Das würde er nicht tun. Nicht, weil er es grundsätzlich nicht konnte, sondern weil seine Worte einfach keinen verdammten Sinn ergaben. Nicht in unserer Welt. Einer Welt, in der…
„In Ordnung. Dann bitte“, seufzte er. „Du kannst mich mitnehmen.“ Er hielt inne, und mir wurde erneut kalt. „Zur Hochzeit deiner Schwester.“
Ich wurde ganz steif. Meine Schultern verkrampften sich.
Das spürte ich, weil die Satinbluse, die ich in meine beige Stoffhose gesteckt hatte, plötzlich spannte.
Ich kann ihn mitnehmen.
Zur Hochzeit meiner Schwester. Als mein… Date?
Ich blinzelte, während seine Worte in meinem Kopf widerhallten.
Dann zerbrach irgendetwas in mir.
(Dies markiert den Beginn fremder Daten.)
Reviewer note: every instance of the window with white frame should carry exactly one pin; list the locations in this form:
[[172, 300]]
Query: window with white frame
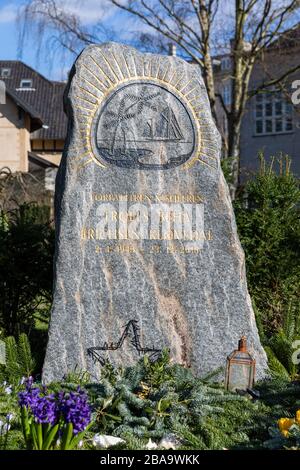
[[5, 73], [226, 63], [226, 93], [273, 113], [26, 83]]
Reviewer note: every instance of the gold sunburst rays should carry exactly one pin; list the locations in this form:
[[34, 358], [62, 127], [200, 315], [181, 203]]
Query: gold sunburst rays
[[109, 67], [122, 76], [101, 70], [102, 84], [126, 65], [106, 72], [168, 68]]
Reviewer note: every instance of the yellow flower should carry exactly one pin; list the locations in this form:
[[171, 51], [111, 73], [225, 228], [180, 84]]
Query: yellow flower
[[284, 425]]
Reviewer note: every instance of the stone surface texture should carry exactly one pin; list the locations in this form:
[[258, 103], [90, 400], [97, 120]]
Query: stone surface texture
[[141, 143]]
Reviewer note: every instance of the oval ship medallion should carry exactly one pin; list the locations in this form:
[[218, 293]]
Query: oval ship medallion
[[144, 126]]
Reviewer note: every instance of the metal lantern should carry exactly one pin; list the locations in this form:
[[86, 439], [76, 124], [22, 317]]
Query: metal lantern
[[240, 368]]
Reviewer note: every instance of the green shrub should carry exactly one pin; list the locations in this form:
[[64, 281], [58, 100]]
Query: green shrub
[[26, 254], [269, 229]]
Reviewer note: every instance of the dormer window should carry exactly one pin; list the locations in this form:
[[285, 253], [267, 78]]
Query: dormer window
[[226, 63], [5, 73], [26, 83]]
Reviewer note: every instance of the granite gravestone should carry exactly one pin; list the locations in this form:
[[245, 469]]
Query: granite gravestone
[[147, 252]]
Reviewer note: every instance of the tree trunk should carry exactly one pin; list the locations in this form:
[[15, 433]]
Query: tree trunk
[[234, 156]]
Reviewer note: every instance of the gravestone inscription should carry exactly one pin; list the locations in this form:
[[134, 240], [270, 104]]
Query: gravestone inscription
[[147, 252]]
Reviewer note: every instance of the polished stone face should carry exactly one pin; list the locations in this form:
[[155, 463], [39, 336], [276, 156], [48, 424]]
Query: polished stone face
[[147, 253], [144, 126]]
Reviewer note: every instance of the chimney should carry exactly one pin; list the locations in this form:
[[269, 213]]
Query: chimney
[[172, 49]]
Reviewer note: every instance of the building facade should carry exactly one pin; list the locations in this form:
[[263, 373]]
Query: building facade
[[32, 121], [271, 122]]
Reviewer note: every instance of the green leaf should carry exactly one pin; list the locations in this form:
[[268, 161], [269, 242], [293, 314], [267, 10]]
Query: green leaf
[[34, 436], [67, 436], [50, 437]]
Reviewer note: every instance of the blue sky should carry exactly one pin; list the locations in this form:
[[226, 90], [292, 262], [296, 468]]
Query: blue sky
[[89, 10]]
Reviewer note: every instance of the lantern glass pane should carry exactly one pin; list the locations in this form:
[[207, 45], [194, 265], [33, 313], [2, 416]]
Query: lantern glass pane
[[239, 376]]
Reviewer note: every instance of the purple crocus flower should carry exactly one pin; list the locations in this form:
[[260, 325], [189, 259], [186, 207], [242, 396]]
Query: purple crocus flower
[[75, 409], [45, 409], [29, 397]]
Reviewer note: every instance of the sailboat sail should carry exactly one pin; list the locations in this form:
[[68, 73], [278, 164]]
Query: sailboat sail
[[165, 128]]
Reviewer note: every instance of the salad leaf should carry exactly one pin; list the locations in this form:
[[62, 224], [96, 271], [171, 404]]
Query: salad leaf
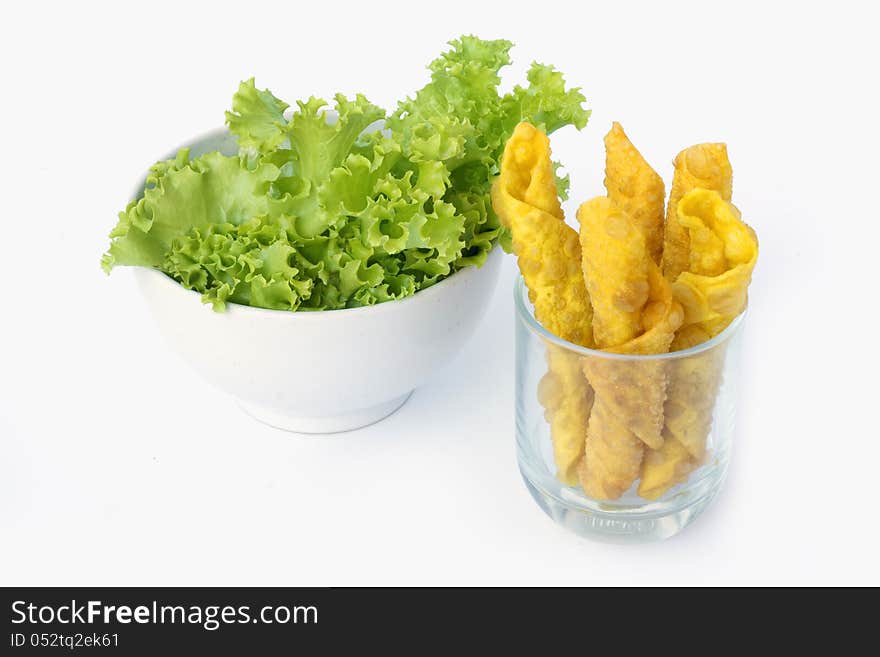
[[335, 207]]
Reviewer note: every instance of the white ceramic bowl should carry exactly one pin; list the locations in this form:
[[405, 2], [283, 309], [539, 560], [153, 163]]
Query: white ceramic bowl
[[326, 371]]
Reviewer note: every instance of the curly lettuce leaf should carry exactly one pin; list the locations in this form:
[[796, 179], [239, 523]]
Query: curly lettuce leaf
[[257, 119], [181, 195], [334, 209], [545, 103]]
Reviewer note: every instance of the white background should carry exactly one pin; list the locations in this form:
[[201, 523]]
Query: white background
[[119, 466]]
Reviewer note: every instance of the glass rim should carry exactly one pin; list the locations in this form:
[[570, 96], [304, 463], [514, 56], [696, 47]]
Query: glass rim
[[527, 316]]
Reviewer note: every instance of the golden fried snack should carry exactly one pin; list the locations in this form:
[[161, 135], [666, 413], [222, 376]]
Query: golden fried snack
[[567, 399], [548, 252], [722, 255], [615, 269], [525, 199], [634, 313], [635, 187], [703, 166]]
Die Absurdität dieser seltsamen Situation– offensichtlich versuchte dieser Mann, dem ich nicht vertraute, mir einen fiesen Streich zu spielen– sorgte dafür, dass ein Lachen in meiner Kehle aufstieg und über meine Lippen kam, schnell und laut. Fast, als hätte meine Erheiterung es eilig gehabt.
Hinter mir erklang ein Brummen. „Was ist daran so witzig?“ Seine Stimme wurde kälter. „Ich meine das vollkommen ernst.“
Ich unterdrückte eine weitere Lachsalve. Das glaubte ich ihm einfach nicht. Keine Sekunde lang. „Die Chancen, dass er“, erklärte ich Rosie, „es tatsächlich ernst meint, sind ungefähr so groß, wie dass Chris Evans aus dem Nichts erscheint und mir seine unsterbliche Liebe erklärt.“ Theatralisch sah ich nach rechts und links. „Aber er ist nicht hier. Also, Rosie, du hast gerade irgendetwas von… Mr Frenkel erzählt, richtig?“
Es gab keinen Mr Frenkel.
„Lina“, meinte Rosie mit dem breiten, gekünstelten Lächeln, das sie immer aufsetzte, wenn sie nicht unhöflich sein wollte. „Er wirkt, als meinte er es ernst“, verkündete sie, immer noch mit diesem unheimlichen Strahlen. Sie musterte den Mann hinter mir. „Jep. Ich glaube, er könnte es ernst meinen.“
„Nope. Kann nicht sein.“ Ich schüttelte den Kopf und weigerte mich weiterhin, mich umzudrehen, und so anzuerkennen, dass meine Freundin vielleicht recht hatte.
Das konnte einfach nicht sein. Auf keinen Fall würde Aaron Blackford, Kollege und meine ständige Heimsuchung, so etwas anbieten. Nie. Mals.
Hinter mir erklang ein ungeduldiges Seufzen. „Das wird langsam langweilig, Catalina.“ Ein langer Moment der Stille. Dann ein weiteres, lautes Seufzen, diesmal länger. Aber ich drehte mich nicht um. Ich ließ mich nicht unterkriegen. „Mich zu ignorieren, lässt mich nicht verschwinden. Das weißt du.“
Das wusste ich in der Tat. „Aber das bedeutet noch lange nicht, dass ich es nicht weiter versuchen kann“, murmelte ich leise.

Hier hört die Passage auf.